Sheffield-based Benchmark Holdings said its board has decided to “undertake a formal review of the company’s strategic options including, but not limited to, a sale of the company as a whole or alternatively the potential sale of one or more individual business units …”
Benchmark, an aquaculture biotechnology company, said the move is being undertaken to “establish whether there is a bidder or bidders prepared to offer a value for the company or its individual business units that the board considers attractive relative to the board’s view of intrinsic value.”
The Sheffield firm said its board believes that its current share price “materially undervalues the combined value of Benchmark’s businesses and the long-term prospects of the company, which may at least in part be due to the tightly held and illiquid nature of its ordinary shares.”
Benchmark added in a stock exchange statement: “Management actions over the last three years have delivered substantial revenue growth and improvement in profitability and cash conversion.
“Since FY20, Benchmark’s revenue from continuing operations has grown from £105.4m to £169.5m in FY23 and Adjusted EBITDA has increased from £15.5m to £35.5m.
“The company is well positioned with a strong balance sheet and significant headroom to grow within its existing markets, as well as multiple potential avenues for expansion.
“For the full year ended 30 September 2023, Benchmark delivered 7% revenue growth, 15% increase in adjusted EBITDA and improved its operational cash conversion from 35% to 58%, demonstrating continued progress in the year despite challenging conditions in the shrimp sector, one of the company’s core markets …

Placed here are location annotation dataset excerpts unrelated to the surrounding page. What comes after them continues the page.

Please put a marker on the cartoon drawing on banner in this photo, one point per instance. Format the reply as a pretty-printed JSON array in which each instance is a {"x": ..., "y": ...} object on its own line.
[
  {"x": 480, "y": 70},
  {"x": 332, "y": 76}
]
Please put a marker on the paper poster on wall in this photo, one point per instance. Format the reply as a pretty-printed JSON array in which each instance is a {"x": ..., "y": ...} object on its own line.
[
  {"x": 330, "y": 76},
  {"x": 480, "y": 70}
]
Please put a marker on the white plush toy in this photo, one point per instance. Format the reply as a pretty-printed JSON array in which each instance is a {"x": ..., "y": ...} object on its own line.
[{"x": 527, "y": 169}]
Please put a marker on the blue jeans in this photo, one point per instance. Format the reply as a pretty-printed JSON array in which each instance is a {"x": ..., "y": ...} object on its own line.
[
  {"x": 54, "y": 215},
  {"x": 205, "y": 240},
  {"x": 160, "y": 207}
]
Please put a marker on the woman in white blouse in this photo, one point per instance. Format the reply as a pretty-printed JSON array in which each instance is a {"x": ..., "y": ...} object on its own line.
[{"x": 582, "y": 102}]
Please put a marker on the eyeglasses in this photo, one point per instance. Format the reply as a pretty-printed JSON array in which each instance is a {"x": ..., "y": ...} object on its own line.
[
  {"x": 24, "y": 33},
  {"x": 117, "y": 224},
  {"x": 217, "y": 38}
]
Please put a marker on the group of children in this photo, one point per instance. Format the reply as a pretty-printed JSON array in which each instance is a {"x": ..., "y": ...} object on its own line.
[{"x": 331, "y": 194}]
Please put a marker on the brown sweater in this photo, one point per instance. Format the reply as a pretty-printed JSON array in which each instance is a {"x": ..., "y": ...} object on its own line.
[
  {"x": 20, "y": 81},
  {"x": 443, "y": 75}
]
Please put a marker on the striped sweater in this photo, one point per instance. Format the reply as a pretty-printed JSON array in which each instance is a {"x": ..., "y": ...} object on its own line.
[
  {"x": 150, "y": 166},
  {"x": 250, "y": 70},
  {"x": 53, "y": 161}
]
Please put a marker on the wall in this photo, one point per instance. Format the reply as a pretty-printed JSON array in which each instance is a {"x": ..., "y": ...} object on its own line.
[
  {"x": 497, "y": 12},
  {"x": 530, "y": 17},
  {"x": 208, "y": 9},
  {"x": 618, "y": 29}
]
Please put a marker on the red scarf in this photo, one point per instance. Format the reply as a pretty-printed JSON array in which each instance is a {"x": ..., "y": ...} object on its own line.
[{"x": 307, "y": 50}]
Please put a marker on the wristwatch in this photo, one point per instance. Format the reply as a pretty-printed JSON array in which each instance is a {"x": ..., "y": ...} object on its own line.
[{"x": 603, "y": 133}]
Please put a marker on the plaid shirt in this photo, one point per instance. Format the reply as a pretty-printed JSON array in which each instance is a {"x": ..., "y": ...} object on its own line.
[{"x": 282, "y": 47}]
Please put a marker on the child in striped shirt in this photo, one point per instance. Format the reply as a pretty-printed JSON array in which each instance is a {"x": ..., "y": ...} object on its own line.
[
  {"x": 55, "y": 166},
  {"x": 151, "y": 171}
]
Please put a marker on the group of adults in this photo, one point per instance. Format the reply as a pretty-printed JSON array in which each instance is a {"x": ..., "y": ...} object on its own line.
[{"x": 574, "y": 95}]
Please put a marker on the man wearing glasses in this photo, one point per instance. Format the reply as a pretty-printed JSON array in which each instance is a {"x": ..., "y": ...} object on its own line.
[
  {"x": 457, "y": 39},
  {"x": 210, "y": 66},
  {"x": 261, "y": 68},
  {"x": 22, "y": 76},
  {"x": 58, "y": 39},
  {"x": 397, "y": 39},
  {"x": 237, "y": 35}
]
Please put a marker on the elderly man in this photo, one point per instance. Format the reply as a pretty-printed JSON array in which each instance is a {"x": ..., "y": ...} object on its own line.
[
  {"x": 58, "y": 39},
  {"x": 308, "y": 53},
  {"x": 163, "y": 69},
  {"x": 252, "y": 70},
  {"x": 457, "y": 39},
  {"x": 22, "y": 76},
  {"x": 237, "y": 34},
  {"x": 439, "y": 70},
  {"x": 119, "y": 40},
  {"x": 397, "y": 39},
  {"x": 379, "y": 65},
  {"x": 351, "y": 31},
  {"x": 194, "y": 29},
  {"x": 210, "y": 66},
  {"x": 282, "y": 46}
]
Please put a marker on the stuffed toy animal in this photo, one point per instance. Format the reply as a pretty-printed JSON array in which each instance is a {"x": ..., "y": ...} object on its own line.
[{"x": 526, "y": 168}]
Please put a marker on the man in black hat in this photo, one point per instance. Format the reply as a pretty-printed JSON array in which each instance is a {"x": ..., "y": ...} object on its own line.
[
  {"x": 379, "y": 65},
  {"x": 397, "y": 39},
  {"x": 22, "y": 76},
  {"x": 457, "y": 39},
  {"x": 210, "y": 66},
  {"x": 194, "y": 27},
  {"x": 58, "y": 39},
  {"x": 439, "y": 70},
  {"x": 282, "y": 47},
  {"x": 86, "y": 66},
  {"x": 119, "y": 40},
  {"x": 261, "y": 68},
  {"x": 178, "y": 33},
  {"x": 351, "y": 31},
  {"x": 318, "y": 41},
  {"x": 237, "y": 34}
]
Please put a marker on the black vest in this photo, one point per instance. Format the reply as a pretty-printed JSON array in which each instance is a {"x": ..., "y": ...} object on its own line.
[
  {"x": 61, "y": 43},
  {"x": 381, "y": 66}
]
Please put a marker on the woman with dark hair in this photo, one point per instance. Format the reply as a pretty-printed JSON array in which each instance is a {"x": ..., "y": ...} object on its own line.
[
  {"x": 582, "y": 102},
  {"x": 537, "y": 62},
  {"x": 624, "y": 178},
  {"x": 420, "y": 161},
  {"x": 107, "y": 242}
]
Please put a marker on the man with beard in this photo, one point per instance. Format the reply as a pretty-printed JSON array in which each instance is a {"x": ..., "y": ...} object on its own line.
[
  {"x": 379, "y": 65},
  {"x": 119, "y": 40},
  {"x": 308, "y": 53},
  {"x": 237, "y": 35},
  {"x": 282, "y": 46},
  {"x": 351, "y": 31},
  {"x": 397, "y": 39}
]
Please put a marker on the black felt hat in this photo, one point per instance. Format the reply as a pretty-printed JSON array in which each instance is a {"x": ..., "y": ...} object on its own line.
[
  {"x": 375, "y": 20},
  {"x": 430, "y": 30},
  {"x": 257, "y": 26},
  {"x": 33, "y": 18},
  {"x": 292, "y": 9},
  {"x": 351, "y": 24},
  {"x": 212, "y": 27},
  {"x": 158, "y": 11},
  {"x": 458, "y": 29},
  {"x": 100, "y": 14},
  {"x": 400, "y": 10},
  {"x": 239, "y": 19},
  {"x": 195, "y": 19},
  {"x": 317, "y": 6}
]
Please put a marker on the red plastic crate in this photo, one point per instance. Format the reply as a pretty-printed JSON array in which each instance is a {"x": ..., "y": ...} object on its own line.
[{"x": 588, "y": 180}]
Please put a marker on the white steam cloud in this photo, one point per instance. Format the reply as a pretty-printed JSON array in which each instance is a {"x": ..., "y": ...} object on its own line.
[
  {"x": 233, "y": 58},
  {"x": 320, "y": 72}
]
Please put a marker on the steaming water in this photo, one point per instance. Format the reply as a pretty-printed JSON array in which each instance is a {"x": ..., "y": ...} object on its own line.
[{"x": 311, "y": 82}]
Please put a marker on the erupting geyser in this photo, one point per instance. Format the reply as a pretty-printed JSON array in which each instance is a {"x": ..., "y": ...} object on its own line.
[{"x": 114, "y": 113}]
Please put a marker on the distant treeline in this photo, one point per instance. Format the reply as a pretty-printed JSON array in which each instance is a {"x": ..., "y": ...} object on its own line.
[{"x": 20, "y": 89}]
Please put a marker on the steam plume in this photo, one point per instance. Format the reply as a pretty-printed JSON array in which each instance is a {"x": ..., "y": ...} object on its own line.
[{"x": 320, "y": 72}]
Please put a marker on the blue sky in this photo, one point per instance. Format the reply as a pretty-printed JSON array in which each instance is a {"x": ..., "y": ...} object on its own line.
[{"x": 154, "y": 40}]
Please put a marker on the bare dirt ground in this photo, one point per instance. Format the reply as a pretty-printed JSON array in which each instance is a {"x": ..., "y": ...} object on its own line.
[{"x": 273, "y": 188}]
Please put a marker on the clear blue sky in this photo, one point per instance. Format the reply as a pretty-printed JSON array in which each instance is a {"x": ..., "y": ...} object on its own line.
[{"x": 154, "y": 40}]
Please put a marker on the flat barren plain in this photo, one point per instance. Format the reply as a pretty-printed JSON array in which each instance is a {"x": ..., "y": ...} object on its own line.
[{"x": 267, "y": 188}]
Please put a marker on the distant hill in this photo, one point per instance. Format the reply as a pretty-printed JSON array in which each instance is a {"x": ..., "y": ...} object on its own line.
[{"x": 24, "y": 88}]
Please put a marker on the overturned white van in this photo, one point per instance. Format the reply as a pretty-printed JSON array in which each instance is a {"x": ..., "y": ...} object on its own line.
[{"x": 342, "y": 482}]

” … the company has agreed with the UK Takeover Panel that any discussions in relation to an offer for the company may take place within the context of a formal sale process (as set out in Note 2 on Rule 2.6 of the Code) to enable conversations with parties interested in making such a proposal to take place on a confidential basis.

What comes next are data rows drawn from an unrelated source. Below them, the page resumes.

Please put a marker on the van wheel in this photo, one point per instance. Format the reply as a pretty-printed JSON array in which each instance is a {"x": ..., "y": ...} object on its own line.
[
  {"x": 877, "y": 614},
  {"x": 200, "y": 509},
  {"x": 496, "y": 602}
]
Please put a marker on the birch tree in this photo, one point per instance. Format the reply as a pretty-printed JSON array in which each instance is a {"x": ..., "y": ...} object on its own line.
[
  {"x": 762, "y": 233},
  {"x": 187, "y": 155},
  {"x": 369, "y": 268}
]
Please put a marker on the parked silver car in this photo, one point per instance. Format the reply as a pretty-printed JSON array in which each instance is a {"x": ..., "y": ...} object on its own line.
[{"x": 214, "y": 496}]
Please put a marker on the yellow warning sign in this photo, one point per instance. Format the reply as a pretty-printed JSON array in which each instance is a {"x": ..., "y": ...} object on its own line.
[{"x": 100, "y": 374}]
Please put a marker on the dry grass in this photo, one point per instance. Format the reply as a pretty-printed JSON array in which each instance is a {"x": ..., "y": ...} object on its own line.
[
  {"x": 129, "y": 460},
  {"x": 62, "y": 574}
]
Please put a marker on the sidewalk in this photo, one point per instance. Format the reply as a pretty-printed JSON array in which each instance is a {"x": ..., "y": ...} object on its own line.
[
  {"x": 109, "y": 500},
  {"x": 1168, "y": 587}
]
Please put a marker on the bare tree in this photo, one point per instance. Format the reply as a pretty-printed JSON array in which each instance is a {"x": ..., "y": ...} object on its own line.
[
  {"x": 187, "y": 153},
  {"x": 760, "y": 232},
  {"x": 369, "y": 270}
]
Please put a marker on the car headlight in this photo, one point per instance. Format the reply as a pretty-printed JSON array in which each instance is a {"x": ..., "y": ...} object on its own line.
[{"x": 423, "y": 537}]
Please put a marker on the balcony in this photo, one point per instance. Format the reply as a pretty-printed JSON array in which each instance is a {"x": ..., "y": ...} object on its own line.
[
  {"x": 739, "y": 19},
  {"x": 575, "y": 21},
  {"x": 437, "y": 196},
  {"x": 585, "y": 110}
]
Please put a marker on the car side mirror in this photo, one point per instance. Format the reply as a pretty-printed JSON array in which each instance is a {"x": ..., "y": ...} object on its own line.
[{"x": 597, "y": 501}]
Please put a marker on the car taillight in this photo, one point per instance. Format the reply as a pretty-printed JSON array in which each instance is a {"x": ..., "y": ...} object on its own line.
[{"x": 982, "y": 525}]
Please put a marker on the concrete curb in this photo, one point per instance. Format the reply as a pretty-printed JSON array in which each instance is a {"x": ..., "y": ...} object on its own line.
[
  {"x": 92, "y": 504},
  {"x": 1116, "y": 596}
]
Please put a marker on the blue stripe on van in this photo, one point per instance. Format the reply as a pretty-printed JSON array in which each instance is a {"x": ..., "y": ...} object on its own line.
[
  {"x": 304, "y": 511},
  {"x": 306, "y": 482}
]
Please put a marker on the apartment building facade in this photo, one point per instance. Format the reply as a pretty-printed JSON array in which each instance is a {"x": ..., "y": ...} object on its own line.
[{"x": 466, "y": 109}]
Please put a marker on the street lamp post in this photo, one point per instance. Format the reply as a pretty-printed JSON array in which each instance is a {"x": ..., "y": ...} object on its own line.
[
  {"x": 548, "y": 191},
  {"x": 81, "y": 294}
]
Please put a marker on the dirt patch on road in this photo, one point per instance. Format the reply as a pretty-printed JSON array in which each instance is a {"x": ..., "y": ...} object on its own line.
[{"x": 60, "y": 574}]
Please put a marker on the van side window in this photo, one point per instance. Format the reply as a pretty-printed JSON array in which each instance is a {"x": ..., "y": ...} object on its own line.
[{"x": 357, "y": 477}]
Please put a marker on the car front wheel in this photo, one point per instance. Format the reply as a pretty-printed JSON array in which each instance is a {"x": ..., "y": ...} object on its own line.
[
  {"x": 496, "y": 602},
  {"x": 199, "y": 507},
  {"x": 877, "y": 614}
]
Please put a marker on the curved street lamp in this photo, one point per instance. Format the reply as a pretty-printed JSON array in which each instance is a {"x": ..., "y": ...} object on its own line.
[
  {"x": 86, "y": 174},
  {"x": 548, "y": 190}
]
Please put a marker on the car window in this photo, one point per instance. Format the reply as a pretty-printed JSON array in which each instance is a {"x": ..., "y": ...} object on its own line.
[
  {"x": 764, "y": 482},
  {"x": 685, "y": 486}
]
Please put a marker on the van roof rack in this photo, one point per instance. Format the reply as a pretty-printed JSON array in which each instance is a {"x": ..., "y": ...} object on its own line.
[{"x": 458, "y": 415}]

“The Panel has granted a dispensation from the requirements of Rules 2.4(a), 2.4(b) and 2.6(a) of the Code such that any interested party participating in the formal sale process will not be required to be publicly identified as a result of this announcement and will not be subject to the 28 day deadline referred to in Rule 2.6(a), for so long as they are participating in the formal sale process.
“Parties interested in making a proposal should contact Benchmark’s financial advisers, Evercore and Rabobank …

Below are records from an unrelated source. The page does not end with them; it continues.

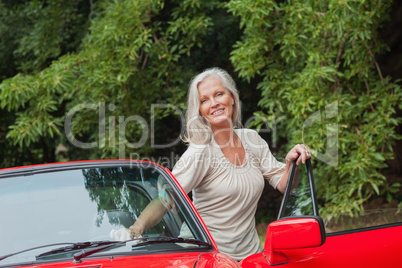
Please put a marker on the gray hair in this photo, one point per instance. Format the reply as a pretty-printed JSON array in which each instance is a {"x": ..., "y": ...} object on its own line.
[{"x": 198, "y": 131}]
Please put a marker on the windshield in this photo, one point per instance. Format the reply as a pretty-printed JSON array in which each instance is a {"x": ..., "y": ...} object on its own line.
[{"x": 86, "y": 205}]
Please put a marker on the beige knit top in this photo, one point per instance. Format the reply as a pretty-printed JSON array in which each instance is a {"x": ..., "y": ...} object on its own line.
[{"x": 226, "y": 195}]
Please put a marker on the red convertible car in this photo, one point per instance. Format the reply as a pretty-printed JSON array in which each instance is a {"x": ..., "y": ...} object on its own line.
[{"x": 75, "y": 214}]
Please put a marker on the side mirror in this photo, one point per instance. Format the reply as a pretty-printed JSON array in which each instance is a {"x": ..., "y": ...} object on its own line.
[{"x": 292, "y": 233}]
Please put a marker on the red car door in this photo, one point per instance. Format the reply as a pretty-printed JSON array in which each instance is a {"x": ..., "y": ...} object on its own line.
[{"x": 298, "y": 238}]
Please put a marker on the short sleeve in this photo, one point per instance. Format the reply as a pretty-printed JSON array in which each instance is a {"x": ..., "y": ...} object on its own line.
[
  {"x": 192, "y": 167},
  {"x": 271, "y": 169}
]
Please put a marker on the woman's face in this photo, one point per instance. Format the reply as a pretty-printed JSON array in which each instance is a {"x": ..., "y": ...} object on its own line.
[{"x": 216, "y": 103}]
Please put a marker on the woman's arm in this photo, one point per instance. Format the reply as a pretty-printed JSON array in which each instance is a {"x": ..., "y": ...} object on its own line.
[{"x": 149, "y": 217}]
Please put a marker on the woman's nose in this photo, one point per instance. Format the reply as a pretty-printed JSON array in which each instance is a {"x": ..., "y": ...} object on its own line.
[{"x": 214, "y": 103}]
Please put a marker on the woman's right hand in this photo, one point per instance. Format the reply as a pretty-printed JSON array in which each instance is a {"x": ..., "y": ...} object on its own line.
[{"x": 136, "y": 230}]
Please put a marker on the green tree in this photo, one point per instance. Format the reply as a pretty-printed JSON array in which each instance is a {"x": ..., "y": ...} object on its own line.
[
  {"x": 317, "y": 60},
  {"x": 127, "y": 59}
]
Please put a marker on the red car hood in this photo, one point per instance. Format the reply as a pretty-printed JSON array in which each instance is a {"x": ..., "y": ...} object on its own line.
[{"x": 182, "y": 260}]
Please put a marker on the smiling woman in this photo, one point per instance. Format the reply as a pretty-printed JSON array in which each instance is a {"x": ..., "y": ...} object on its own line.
[{"x": 224, "y": 166}]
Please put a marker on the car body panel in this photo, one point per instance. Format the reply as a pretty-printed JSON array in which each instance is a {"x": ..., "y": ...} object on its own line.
[
  {"x": 371, "y": 248},
  {"x": 188, "y": 257}
]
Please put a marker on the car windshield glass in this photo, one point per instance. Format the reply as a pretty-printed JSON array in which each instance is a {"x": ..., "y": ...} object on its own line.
[{"x": 82, "y": 205}]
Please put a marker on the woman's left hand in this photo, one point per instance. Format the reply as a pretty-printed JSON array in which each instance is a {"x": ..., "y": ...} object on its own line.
[{"x": 299, "y": 152}]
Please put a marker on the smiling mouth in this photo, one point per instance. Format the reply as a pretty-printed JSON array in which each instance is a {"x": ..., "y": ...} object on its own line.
[{"x": 218, "y": 112}]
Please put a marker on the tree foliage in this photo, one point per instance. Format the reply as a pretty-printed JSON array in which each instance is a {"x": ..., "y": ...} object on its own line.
[{"x": 317, "y": 60}]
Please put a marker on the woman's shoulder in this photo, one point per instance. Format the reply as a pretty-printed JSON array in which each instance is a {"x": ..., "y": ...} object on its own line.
[
  {"x": 249, "y": 135},
  {"x": 197, "y": 149}
]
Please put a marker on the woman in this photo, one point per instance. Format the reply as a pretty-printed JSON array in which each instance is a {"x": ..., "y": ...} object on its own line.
[{"x": 224, "y": 167}]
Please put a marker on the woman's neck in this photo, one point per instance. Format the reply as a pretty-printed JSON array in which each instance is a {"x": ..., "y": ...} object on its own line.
[{"x": 225, "y": 137}]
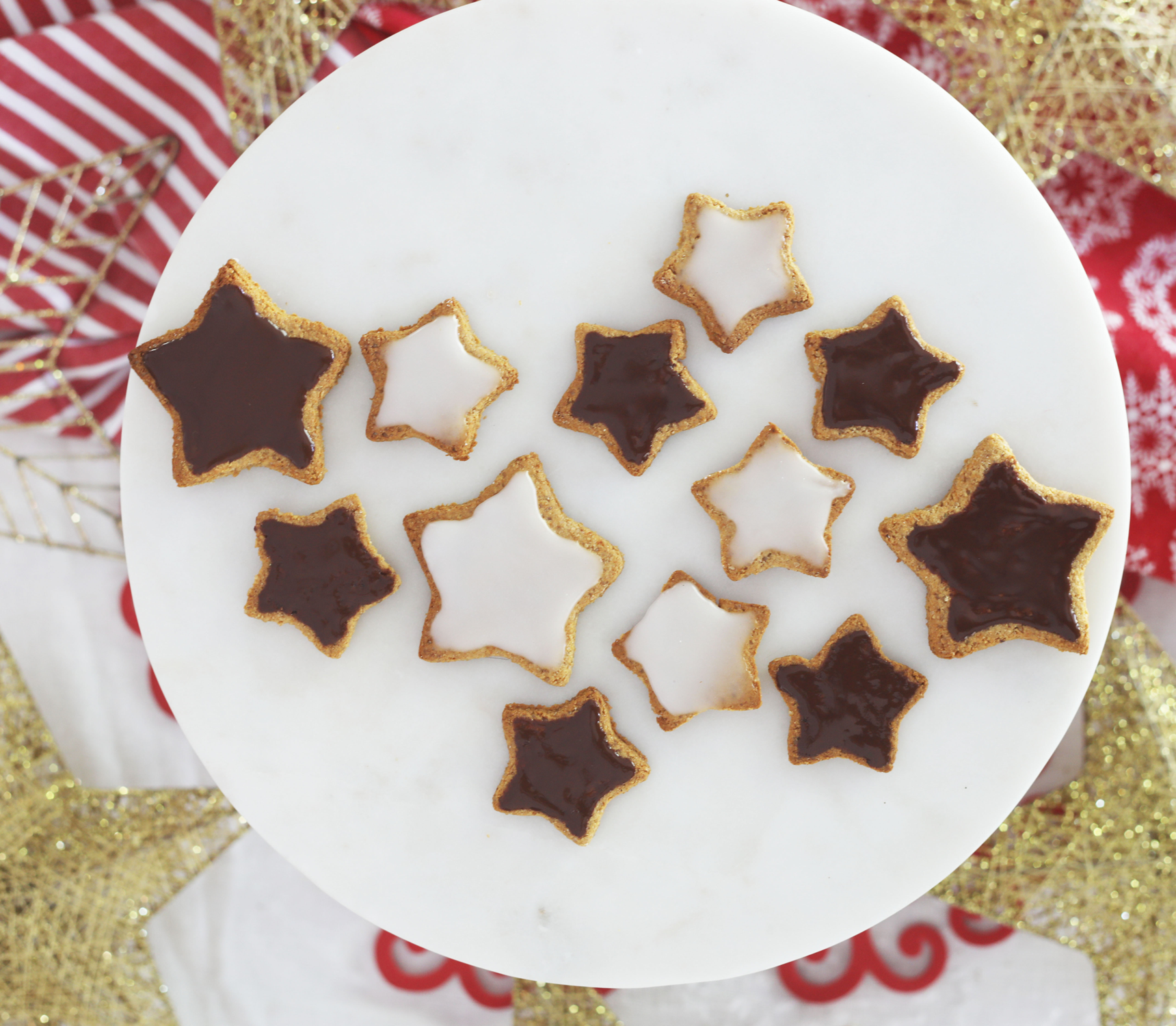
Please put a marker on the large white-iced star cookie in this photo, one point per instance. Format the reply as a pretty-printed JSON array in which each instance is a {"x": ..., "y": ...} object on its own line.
[
  {"x": 734, "y": 267},
  {"x": 509, "y": 572},
  {"x": 774, "y": 508},
  {"x": 433, "y": 380},
  {"x": 695, "y": 652}
]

“The company is not currently in any discussions with any potential offeror relating to an acquisition of the issued and to be issued share capital of the company.
“Following this announcement, the company is now considered to be in an ‘offer period’ as defined in the Code …
“Shareholders are advised that there can be no certainty that an offer for the company will be made or a sale of individual business units undertaken, nor as to the terms on which any offer or sale will be made.”